The Reverend Lydia E. Lebrón-Rivera was born and raised in Puerto Rico and attended both undergraduate and graduate schools on the Island. She graduated Magna Cum Laude from the Seminario Evangélico de Puerto Rico where she received an M.Div. The daughter of a pastor and raised in the church, she felt a call to ministry during her teen years, and has been involved in ministry all her life. She is passionate about issues of justice and human dignity. She traces the awakening of her social consciousness and her lifelong commitment to the struggle of the poor and the oppressed to her middle school years when she learned to think critically about the complex socio-economic and political issues surrounded her birth place and witnessed the heroism of Puertorrican women and men in their strive for self-determination and self-empowerment.
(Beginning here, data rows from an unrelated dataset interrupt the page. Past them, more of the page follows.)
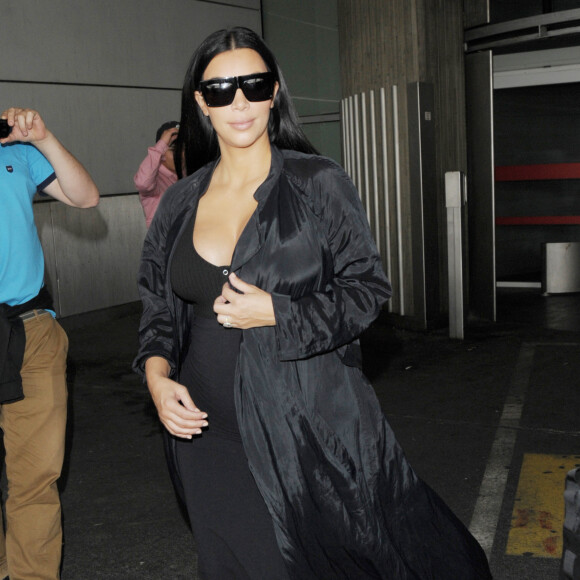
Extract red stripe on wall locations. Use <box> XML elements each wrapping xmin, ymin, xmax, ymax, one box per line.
<box><xmin>495</xmin><ymin>215</ymin><xmax>580</xmax><ymax>226</ymax></box>
<box><xmin>495</xmin><ymin>163</ymin><xmax>580</xmax><ymax>181</ymax></box>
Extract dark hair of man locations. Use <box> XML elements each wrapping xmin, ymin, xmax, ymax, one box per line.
<box><xmin>174</xmin><ymin>27</ymin><xmax>317</xmax><ymax>178</ymax></box>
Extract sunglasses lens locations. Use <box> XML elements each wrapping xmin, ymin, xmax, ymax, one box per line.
<box><xmin>201</xmin><ymin>79</ymin><xmax>237</xmax><ymax>107</ymax></box>
<box><xmin>200</xmin><ymin>72</ymin><xmax>274</xmax><ymax>107</ymax></box>
<box><xmin>240</xmin><ymin>73</ymin><xmax>274</xmax><ymax>103</ymax></box>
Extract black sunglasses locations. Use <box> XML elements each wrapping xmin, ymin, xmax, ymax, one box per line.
<box><xmin>199</xmin><ymin>72</ymin><xmax>275</xmax><ymax>107</ymax></box>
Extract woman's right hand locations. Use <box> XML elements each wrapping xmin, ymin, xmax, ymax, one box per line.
<box><xmin>145</xmin><ymin>357</ymin><xmax>208</xmax><ymax>439</ymax></box>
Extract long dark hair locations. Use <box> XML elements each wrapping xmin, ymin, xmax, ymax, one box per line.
<box><xmin>174</xmin><ymin>26</ymin><xmax>317</xmax><ymax>178</ymax></box>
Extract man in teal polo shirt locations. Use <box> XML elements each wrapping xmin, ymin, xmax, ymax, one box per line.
<box><xmin>0</xmin><ymin>108</ymin><xmax>99</xmax><ymax>580</ymax></box>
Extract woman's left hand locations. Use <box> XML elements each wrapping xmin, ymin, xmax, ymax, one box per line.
<box><xmin>213</xmin><ymin>272</ymin><xmax>276</xmax><ymax>329</ymax></box>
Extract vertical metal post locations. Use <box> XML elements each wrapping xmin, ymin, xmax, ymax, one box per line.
<box><xmin>392</xmin><ymin>85</ymin><xmax>405</xmax><ymax>316</ymax></box>
<box><xmin>445</xmin><ymin>171</ymin><xmax>465</xmax><ymax>339</ymax></box>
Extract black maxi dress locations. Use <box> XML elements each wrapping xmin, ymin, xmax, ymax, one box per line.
<box><xmin>171</xmin><ymin>215</ymin><xmax>288</xmax><ymax>580</ymax></box>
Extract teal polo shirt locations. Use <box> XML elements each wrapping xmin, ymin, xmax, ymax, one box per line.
<box><xmin>0</xmin><ymin>143</ymin><xmax>56</xmax><ymax>306</ymax></box>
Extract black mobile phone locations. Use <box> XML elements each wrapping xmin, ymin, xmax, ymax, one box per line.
<box><xmin>0</xmin><ymin>119</ymin><xmax>12</xmax><ymax>139</ymax></box>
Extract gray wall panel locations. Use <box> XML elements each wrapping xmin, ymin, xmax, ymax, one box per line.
<box><xmin>0</xmin><ymin>0</ymin><xmax>261</xmax><ymax>316</ymax></box>
<box><xmin>0</xmin><ymin>0</ymin><xmax>261</xmax><ymax>87</ymax></box>
<box><xmin>34</xmin><ymin>195</ymin><xmax>146</xmax><ymax>316</ymax></box>
<box><xmin>0</xmin><ymin>83</ymin><xmax>181</xmax><ymax>195</ymax></box>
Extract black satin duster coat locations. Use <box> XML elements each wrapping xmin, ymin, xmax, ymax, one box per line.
<box><xmin>135</xmin><ymin>148</ymin><xmax>491</xmax><ymax>580</ymax></box>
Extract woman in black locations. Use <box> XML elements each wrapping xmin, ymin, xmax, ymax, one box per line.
<box><xmin>135</xmin><ymin>28</ymin><xmax>490</xmax><ymax>580</ymax></box>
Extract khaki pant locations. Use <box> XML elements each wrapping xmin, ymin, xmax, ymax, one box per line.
<box><xmin>0</xmin><ymin>313</ymin><xmax>68</xmax><ymax>580</ymax></box>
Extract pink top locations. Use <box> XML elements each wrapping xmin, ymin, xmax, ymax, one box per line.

In the 80’s she arrived in New York and pursued religious orders in the New York Annual Conference of the United Methodist Church. She was ordained an elder in 1987. In 1993 she received a Masters Degree in Sacred Theology from Union Theological Seminary in New York and has worked in pastoral and church related ministries ever since. Formative in her academic and spiritual journey has been liberation theologies, in particular that of the Brazilian Theologian Father Leonardo Boff and Ernesto Cardenal. She attributes her progressive theology to the teachings of theologians like the late Wade A. Eaton, Gustavo Gutierrez, James Cone and Phyllis Trible among others.
She was the pastor of La Resurrección Church in the South Bronx from 2006 to 2011 after serving in churches and other church-related offices. In 2011 she was appointed as pastor of Grace Church in the Upper Manhattan, leading both Hispanic and African American congregations. Under her leadership both congregations were merged in 2014 into one church and now are trying to expand and mirror the diversity of the neighborhood beyond racial lines. At Grace we are creating transformative and empowering spaces for those on the margins including women, youth, children, undocumented immigrants and LGBTQI communities.
During her years at La Resurrección she co-founded the South Bronx Community Congress, and led the church into active involvement in many of the of the issues affecting the people of the community such as joining the Band of Brothers protest of discriminatory policies at Woodland Cemetery, fighting post office closings, protesting the Yankee organization’s failure to keep its promises to the community, fighting against gun violence, police shootings of innocent youth; ICE detentions among many other injustices perpetrated against the people of the South Bronx. She has also allied with other progressive organizations committed to seeking the liberation of Puerto Rico from the grip of U.S. colonialism, and ending the U.S. embargo against Cuba.
“Identification with the plight of impoverished people and with the victims of systemic injustice is at the core of Christ’s message in the gospel,” states Rev. Lebrón. “You cannot stand for Jesus and not get involved in the struggle to create a more just and inclusive society.” “The greatest joy in my life is to daily affirm God’s grace to all God’s creation, that every human being is sacred and free, and that we all are part of a wonderful diverse creation where everyone and everything exists for goodness and beauty.” She further maintains: “The church belongs to all and the people of God should strive to break down walls and to build community among all God’s children.”